Théâtre: Le petit et le grand (théâtre)
8 avril 2003
Théâtre
Reims — Le théâtre pour les tout-petits est-il un «tout petit» théâtre? Le «grand» théâtre ne peut-il s'adresser qu'aux grands? Et si l'on parle de «théâtre jeune public», faut-il alors parler aussi de «théâtre vieux public»? Malgré ses airs facétieux, la question est intéressante. Qu'on l'aborde sous l'angle du public, des thèmes ou de l'écriture dramatique, elle est intéressante parce qu'elle nous amène à préciser notre rapport au théâtre. Et aux enfants.
Quelques évidences d'abord.
- Quel que soit l'âge du spectateur auquel il s'adresse, le théâtre implique une représentation: on est convié dans un lieu pour assister à une représentation de quelque chose. Et là, tout devient possible. Le Festival de théâtre des Amériques (FTA), qui s'adresse aux grands tout le monde le sait, nous a par exemple fait connaître le déboussolant théâtre sans texte du metteur en scène italien Castelluci. Et depuis longtemps, des compagnies montréalaises se sont aussi amusées à montrer qu'on pouvait faire du théâtre sans comédiens, simplement avec des objets. On peut aussi ajouter à la liste le théâtre musical, le théâtre dansé et le théâtre chanté, le théâtre d'ombre et bien sûr le théâtre de marionnettes (pour enfants ou pour adultes, au choix). Mais toujours, qu'on lui enlève des éléments ou qu'on lui en rajoute, quels que soient les moyens qu'on prend, le théâtre repose d'abord et avant tout sur les émotions qu'il fait surgir.

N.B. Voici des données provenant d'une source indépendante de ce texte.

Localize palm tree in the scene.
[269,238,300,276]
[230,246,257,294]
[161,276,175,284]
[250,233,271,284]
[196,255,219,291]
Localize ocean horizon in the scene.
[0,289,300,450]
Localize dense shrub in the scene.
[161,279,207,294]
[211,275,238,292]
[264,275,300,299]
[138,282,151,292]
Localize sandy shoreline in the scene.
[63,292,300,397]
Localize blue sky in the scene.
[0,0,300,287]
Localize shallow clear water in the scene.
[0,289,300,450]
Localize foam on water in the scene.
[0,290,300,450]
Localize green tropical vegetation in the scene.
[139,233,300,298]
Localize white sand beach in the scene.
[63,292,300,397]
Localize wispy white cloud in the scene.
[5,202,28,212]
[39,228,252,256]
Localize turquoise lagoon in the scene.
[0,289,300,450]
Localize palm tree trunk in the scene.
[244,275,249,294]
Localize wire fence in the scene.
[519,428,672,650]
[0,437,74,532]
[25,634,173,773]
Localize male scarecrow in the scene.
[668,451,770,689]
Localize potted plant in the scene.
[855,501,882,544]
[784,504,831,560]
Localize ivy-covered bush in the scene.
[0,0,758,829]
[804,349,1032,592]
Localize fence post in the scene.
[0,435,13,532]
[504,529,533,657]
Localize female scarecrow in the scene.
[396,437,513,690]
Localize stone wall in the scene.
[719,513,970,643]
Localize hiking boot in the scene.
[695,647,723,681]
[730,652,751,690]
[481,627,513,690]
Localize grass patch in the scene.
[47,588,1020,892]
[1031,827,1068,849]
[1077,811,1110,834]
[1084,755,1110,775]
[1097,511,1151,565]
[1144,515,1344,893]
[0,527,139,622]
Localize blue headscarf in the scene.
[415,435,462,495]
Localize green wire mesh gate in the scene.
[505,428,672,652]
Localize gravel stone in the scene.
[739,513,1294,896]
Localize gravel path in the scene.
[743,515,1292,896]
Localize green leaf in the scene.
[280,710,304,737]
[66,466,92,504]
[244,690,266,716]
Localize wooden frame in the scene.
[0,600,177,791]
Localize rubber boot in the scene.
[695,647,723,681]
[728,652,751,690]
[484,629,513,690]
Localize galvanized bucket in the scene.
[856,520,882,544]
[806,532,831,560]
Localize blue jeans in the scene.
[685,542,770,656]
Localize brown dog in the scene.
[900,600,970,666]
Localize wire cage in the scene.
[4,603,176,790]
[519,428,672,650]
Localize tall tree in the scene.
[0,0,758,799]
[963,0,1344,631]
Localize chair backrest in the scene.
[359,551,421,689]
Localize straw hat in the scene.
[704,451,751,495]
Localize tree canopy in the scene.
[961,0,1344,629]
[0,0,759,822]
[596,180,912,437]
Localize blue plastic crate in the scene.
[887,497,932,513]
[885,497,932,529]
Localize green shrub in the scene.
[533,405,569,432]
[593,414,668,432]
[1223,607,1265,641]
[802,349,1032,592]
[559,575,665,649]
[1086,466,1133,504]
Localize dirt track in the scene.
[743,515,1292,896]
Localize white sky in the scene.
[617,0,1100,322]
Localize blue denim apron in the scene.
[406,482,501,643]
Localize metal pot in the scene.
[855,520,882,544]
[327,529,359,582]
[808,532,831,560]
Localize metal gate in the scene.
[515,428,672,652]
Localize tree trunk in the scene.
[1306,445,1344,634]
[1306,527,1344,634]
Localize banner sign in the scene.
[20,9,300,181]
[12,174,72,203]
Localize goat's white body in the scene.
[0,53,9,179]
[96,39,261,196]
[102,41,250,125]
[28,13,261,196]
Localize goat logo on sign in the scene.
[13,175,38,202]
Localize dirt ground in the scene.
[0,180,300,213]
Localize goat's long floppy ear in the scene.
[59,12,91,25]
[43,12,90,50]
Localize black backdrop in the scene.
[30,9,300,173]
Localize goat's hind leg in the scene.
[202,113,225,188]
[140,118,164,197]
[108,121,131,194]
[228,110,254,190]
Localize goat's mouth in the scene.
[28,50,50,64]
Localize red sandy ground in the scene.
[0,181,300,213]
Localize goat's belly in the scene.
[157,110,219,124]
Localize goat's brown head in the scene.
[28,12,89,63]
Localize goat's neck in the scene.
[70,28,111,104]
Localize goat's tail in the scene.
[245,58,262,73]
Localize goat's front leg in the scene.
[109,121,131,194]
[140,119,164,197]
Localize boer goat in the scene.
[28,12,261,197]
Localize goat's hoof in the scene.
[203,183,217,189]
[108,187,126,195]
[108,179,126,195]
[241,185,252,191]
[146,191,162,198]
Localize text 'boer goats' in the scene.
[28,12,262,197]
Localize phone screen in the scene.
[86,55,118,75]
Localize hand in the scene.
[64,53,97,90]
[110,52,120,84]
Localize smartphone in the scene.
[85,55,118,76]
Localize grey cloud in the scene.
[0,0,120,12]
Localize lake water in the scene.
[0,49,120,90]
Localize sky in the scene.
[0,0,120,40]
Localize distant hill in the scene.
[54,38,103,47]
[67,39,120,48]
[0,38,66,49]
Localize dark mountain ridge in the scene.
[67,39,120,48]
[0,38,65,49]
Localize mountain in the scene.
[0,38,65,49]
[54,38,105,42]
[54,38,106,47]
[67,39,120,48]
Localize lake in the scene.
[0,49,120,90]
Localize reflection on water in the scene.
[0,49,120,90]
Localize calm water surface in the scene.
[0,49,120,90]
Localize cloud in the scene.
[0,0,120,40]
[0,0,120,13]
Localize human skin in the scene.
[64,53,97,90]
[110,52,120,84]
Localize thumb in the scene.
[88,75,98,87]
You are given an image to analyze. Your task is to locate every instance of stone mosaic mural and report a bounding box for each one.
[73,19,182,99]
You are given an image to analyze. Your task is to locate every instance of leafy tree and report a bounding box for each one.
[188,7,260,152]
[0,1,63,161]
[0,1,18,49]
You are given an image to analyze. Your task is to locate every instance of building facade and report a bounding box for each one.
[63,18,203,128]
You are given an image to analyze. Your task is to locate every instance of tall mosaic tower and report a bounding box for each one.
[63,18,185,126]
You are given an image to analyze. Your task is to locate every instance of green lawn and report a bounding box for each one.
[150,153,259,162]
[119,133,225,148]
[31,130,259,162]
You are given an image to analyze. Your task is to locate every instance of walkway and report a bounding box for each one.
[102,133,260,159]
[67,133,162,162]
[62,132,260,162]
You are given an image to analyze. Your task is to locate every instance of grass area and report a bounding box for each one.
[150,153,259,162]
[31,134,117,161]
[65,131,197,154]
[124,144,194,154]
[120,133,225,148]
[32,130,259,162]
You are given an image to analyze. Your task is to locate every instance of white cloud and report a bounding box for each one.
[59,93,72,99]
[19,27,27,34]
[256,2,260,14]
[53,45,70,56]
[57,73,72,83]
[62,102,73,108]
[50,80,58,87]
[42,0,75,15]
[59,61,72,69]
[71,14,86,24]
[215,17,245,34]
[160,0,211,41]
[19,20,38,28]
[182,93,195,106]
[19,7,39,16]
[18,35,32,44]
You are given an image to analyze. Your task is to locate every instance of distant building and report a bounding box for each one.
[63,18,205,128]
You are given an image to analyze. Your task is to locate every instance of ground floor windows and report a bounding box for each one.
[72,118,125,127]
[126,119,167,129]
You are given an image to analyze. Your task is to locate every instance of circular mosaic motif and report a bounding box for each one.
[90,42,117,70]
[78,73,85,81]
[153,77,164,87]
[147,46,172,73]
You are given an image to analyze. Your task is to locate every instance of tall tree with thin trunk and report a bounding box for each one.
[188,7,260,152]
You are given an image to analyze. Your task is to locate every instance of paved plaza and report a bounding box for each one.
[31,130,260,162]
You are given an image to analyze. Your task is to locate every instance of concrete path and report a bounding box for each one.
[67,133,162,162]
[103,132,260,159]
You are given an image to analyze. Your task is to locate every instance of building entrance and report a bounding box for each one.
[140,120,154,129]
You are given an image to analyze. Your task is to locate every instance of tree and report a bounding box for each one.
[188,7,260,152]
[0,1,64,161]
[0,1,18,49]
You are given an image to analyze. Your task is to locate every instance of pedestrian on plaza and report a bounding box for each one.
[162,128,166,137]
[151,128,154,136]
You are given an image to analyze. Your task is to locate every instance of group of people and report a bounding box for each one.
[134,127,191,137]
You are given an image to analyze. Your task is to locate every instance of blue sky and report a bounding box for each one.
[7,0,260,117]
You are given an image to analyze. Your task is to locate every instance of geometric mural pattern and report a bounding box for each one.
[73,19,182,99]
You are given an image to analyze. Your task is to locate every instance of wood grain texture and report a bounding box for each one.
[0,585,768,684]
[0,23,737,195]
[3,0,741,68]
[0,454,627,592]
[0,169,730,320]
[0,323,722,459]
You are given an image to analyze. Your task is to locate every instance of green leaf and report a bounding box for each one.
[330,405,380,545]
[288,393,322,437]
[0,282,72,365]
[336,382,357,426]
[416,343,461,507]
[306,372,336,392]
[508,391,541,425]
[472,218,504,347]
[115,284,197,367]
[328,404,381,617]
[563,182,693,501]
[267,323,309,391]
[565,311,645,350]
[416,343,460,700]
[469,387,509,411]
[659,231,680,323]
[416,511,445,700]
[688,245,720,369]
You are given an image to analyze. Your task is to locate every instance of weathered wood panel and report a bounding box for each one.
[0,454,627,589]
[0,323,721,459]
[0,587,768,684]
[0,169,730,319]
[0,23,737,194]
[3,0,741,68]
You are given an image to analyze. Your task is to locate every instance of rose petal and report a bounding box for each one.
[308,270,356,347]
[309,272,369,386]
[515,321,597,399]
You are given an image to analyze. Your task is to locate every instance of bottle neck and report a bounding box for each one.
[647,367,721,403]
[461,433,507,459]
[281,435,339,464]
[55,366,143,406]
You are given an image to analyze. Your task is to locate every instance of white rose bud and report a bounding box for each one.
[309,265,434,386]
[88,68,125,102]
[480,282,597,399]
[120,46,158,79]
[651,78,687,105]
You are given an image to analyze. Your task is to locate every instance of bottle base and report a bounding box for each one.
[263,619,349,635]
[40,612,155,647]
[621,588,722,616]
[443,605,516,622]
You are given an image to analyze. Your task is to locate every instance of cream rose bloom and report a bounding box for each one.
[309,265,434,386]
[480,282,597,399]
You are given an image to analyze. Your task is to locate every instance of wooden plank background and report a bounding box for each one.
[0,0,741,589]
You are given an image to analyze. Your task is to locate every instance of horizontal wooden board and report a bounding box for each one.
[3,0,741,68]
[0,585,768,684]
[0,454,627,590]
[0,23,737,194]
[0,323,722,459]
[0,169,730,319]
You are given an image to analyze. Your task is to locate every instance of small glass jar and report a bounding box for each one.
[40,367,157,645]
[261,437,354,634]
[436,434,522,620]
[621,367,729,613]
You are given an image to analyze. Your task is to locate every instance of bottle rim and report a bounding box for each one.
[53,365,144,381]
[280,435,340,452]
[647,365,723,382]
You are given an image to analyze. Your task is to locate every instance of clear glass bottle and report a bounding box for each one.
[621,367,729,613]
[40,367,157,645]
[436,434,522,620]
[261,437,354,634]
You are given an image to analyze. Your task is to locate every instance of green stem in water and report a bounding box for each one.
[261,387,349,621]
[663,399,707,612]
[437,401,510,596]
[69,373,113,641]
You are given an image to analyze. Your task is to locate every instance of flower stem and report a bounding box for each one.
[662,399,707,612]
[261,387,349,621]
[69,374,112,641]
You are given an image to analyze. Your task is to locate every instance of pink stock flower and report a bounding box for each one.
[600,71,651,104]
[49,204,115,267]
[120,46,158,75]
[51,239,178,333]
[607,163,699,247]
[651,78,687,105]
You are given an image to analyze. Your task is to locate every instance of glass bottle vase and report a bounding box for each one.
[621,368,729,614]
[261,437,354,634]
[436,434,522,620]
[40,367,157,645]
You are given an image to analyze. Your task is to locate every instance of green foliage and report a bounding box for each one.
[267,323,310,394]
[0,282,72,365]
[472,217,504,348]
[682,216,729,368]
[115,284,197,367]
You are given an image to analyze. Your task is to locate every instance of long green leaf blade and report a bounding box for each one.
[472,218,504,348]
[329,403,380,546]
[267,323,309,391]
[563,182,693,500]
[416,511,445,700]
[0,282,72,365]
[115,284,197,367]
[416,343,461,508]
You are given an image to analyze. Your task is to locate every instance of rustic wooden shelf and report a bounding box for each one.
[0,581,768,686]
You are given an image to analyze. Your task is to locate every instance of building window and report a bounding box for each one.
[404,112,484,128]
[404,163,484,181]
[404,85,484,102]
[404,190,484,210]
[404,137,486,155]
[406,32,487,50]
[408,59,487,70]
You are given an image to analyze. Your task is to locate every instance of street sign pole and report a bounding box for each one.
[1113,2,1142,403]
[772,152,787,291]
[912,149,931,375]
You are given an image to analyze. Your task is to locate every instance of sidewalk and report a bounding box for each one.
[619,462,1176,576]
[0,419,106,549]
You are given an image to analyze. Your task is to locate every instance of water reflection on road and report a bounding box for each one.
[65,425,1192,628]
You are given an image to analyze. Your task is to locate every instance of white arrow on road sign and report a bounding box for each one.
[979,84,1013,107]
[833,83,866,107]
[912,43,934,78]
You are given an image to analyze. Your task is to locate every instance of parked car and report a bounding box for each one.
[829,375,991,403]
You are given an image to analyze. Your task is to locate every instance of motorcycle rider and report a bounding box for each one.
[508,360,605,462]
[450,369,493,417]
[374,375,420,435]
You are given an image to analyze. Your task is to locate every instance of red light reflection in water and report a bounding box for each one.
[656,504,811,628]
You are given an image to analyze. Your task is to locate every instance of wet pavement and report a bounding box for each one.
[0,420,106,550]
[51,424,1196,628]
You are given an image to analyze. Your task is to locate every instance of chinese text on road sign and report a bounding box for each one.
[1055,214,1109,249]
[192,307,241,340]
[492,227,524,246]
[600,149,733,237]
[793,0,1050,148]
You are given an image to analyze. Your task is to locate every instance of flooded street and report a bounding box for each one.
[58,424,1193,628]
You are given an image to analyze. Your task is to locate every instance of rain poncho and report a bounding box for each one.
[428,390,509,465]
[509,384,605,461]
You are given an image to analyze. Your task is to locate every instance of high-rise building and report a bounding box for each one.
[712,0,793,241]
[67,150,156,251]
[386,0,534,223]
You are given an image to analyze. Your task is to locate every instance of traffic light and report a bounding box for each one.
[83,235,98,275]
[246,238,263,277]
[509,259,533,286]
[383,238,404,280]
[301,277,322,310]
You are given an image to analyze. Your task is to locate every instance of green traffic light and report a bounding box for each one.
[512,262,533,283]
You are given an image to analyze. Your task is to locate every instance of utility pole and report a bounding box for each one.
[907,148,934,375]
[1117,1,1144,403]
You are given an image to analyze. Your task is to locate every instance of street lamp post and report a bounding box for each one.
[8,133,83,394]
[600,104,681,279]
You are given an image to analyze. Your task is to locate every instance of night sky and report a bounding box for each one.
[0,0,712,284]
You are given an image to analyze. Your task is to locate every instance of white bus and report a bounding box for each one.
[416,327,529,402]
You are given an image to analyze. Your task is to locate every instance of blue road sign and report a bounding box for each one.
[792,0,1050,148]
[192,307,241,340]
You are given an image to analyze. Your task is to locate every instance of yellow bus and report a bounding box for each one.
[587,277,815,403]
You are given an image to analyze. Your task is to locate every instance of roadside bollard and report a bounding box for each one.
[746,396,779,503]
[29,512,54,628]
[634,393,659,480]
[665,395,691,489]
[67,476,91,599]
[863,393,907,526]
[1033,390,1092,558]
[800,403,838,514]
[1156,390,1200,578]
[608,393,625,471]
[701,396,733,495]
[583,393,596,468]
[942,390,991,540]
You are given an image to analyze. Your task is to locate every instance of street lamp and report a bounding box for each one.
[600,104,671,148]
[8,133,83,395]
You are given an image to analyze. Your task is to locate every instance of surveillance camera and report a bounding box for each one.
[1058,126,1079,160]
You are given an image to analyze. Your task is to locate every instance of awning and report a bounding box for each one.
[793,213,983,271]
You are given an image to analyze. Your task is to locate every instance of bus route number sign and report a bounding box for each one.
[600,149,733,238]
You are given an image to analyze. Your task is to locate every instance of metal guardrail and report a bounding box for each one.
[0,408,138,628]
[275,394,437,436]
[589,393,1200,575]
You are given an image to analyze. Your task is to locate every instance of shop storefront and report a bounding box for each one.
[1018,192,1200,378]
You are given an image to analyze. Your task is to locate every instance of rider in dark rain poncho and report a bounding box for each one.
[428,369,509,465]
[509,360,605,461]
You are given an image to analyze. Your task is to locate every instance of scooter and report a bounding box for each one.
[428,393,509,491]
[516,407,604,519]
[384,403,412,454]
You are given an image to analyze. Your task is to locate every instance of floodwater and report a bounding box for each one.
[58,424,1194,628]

- Le théâtre pour les grands ne nous convie pas toujours à du «grand» théâtre, on le sait. Il arrive parfois la même chose en théâtre jeunes publics, c'est évident; mais règle générale, on n'y est surtout pas convié à du «petit» théâtre.
- On a commencé un jour à faire du théâtre «jeunes publics» pour proposer autre chose aux enfants que les inepties des multinationales de la planète divertissement: dring, dring, pouêt, pouêt. Jusque-là, la société moderne qui carbure à la consommation et à la performance se contentait fort bien, elle, de considérer les enfants (et aussi la culture en général) comme un marché.
- Comme l'expliquait Anne-Françoise Cabanis, une des pionnières du théâtre pour la petite enfance, lors d'un débat organisé par le festival Méli'môme ou j'étais la semaine dernière: «Le théâtre pour la petite enfance est une expérience de création contemporaine faisant appel à de nouvelles écritures dramatiques et à de nouvelles écritures scéniques qui n'ont rien à voir avec le divertissement facile.» Il faut souligner l'urgence de ce type de proposition artistique dans un monde basé sur la consommation et les sollicitations de tout type. On pourra aller voir ailleurs pour entendre parler des bienfaits du Fisher-Price...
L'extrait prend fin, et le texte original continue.